Der hier beschriebene Apoptosenachweis, zielt darauf, nur wirklich abgelaufene Apoptose nachzuweisen, und nicht beginnende oder noch aufhaltbaren programmierten Zelltod, wie dies bei immunhistochemischem Nachweis von Bax der Fall wäre. Den abgelaufenen programierten Zelltod kann man so z. B. mithilfe des TUNEL-Test (terminal deoxynucleotidyl transferase-mediated deoxyuridine triphosphate nick end-labelling technique) nachweisen. Bei diesem Test wurde über das Enzym TdT (terminale deoxynucleotidyl transferase) am 3´OH Ende eines charakteristischen Apoptose DNA-Fragment Nucleotidtriphoshate angebaut. Diese Nucleotidtriphoshate sind mit Peroxidase markiert und werden über eine chromogene Reaktion sichtbar gemacht. Durch diese Template unabhängige Reaktion kann somit der programmierten Zelltod nachgewiesen werden.

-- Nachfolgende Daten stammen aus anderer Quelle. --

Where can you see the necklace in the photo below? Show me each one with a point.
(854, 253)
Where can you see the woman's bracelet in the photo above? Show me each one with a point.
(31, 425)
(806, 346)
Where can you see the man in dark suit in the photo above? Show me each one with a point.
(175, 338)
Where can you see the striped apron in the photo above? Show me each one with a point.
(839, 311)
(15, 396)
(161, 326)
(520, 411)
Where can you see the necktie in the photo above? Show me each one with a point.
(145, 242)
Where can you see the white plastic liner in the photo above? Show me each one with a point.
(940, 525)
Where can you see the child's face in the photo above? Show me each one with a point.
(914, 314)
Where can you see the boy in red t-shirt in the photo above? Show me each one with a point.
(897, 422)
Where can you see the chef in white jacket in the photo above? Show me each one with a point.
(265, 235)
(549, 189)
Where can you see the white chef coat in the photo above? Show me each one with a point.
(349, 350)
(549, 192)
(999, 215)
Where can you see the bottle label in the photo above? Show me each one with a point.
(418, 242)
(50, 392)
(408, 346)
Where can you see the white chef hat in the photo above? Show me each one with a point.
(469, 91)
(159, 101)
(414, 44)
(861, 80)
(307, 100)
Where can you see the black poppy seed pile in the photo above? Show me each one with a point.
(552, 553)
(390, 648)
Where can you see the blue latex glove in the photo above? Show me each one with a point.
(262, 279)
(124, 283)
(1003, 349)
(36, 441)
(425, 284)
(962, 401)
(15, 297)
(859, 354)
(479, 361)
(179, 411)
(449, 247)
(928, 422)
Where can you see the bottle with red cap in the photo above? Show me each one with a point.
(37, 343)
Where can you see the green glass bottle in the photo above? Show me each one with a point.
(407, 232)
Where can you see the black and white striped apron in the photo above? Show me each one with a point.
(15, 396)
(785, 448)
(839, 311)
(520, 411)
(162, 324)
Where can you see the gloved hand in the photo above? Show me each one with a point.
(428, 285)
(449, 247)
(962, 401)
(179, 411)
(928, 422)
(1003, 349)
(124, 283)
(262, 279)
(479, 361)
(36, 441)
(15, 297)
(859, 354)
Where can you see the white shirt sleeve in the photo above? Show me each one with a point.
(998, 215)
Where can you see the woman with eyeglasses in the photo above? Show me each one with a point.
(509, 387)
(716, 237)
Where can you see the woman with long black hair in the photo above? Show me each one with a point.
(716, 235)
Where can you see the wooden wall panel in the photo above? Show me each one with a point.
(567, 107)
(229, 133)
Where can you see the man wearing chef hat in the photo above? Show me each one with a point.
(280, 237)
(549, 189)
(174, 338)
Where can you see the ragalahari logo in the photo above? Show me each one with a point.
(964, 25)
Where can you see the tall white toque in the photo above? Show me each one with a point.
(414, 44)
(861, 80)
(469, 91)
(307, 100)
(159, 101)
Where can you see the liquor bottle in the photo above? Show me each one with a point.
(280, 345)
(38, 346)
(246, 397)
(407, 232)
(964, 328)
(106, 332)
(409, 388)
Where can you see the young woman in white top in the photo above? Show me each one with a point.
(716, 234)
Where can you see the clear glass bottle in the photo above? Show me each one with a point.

Nach den Empfehlungen des Herstellers sind wir bei der Benutzung des ApopTag-Kits (Fa. Intergen, Purchase, USA) wie folgt vorgegangen:

Die in Paraffin eingebetteten Gewebeblöcke wurden mit Hilfe eines Mikrotoms in 2 μm dicke Schnitte geschnitten, welche dann auf Objektträger (SuperFrost Plus, Menzel-Gläser, Braunschweig) aufgezogen und bei 60 °C über Nacht getrocknet wurden. Die Schnitte wurden mittels absteigender Alkoholreihe entparaffiniert, und danach mit PBS gespült. Zur Demaskierung wurden die einzelnen Objektträger in der feuchten Kammer mit Proteinase K (20 μg/ml in 0,05 M Tris-HCl) gut bedeckt für 15 Minuten bei Raumtemperatur belassen. Nachdem mit PBS gespült wurde, wurde im Anschluss die endogene Peroxidase mit 2% H2O2 in PBS blockiert. Nach erneutem Spülen mit PBS wurden 65 μl des

Equilibrationspuffers für 10 Minuten bei Raumtemperatur aufgetragen. Darauf wurden der Puffer abgekippt und 60 μl der TdT-Lösung mit Reaktionspuffer auf jeden Objektträger pipettiert und über Nacht bei 4 °C in der feuchten Kammer belassen. Als Negativkontrolle für den Nachweis wurde nur Aqua dest. und der Reaktionspuffer benutzt. Das Reaktionsgemisch wurde am nächsten Tag abgekippt und die Objektträger in eine Küvette mit 37 °C warmen „Stop-Wash“-Puffer überführt. Nachdem dieser Puffer mit den Objektträgern von 37 °C für 10 min bei Raumtemperatur abkühlte, wurden 65 μl/Schnitt der Anti-Dioxigenin-Peroxidase bei Raumtemperatur 30 Minuten zum Inkubieren aufgetragen. Nach Inkubation wurden die Objektträger 3 mal 5 Minuten mit PBS gespült und daraufhin für 8 Minuten mit einer DAB-Lösung mit 40 μl H2O2 als Chromogen zusammengebracht. Nach

mehrmaligem Spülen mit Leitungswasser, erfolgt die Gegenfärbung mit 20%-iger Meyers Hämalaun-Lösung. Der gefärbte Objektträger wurde mit Entellan und einem Deckglas eingedeckt.